How being homeless affects your privacy

Cathy*, a 53-year-old Marrickville resident, had been evicted on January 26 after being given four weeks notice. Despite working 50 hours a week, the professional cook had not been able to get on top of her finances since her hours were slashed during the Covid-19 pandemic, and had remained around a few hundred dollars behind in her weekly payments. Video: Michael Dahlstrom

Video transcript

CATHY CATHY: I come down here to brush my teeth and to use the bathroom toilets and the shower. And to, you know, have a swim to recuperate. And to do some yoga so that, you know, that I'm centered and-- and that I don't lose the plot while I'm, you know, moving things.

And, you know, it's-- it's traumatic not having a roof over your head. And there's no privacy. Like, you don't have any privacy. There's people around, and there's always-- you know, you just don't-- you can't just-- you can't just put on a happy face and then-- and everything's OK, you know?

Like, and just try-- you try to manage with what you've got. But there's people around while you're brushing your teeth and getting changed. And you-- you look like you've just got out-- gotten out of bed. And you feel like that you're perceived as some kind of hobo.

But this just did-- this just happened suddenly. And it happened-- you know, I had four weeks notice and that wasn't enough time to find something else. And I was in shock.

And I was, you know, broken, because I knew that lots of places wouldn't accept my cat, my kitten, my Sage. And so I was-- you know, she was given to me by my children to recuperate from what I went through through the shut-- lockdown, and COVID, and not having community around me.
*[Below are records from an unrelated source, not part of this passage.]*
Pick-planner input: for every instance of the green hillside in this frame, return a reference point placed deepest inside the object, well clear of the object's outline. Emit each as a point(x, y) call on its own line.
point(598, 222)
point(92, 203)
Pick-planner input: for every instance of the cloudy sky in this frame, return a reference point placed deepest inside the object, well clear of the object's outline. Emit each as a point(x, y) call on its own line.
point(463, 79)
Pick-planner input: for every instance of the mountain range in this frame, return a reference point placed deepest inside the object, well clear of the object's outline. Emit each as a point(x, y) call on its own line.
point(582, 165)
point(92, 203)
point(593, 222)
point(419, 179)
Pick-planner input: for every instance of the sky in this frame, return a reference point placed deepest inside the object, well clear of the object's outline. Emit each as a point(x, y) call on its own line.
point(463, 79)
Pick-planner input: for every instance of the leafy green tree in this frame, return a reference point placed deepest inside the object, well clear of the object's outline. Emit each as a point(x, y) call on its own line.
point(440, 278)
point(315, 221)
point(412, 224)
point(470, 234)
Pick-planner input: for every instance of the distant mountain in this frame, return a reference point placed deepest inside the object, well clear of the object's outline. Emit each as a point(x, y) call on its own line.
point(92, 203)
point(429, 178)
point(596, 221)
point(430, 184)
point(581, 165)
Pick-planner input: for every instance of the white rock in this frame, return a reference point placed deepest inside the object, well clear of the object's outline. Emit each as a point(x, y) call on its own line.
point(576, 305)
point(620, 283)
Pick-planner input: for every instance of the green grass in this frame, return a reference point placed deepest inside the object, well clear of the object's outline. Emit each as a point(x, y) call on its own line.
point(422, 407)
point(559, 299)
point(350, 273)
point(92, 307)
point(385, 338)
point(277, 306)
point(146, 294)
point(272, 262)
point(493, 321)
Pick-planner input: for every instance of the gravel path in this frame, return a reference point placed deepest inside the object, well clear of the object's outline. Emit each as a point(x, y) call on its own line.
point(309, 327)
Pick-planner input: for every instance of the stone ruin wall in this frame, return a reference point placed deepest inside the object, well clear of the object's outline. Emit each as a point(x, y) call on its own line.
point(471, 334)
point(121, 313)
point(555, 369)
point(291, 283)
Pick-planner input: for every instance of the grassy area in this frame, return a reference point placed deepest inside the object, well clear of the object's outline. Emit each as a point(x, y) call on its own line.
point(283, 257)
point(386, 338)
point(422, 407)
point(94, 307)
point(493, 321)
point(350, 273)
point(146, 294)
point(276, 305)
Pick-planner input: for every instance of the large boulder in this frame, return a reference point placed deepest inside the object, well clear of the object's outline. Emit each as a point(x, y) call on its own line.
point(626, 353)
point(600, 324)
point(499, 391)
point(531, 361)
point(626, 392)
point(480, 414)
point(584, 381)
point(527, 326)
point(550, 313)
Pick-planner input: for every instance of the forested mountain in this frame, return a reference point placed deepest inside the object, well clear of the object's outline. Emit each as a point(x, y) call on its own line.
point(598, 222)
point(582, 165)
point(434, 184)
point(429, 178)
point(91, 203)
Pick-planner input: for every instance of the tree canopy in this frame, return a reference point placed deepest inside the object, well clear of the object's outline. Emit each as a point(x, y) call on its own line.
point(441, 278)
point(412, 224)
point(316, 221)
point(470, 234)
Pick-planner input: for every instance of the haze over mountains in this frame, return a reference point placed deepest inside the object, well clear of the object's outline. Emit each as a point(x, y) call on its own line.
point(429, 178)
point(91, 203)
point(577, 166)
So, you know, it was just heartbreaking, and yeah.

- Do the kids know what's happened?

CATHY CATHY: They do know, but I don't want to worry them too much. I try to be optimistic. I'm on an adventure in the car.

- Yeah, OK.

CATHY CATHY: And so-- but they're old enough to know that, you know, it's-- it's hard on mom. You know?

- Yeah. How old are they?

CATHY CATHY: 20 and 22.

- Yeah.

CATHY CATHY: So it's-- the first night I was in my car, I literally burst into tears as soon as I thought about my daughter. And because she was-- they were the ones that gave me-- she was the one that handed the kitten to me. Because it was, like, her way of saying, look, here, mom. Here's something for you to take care of, you know? Keep her safe. Keep her secure.

And I feel-- I felt like I let her down. So I just, like, was in tears for, you know, quite some time.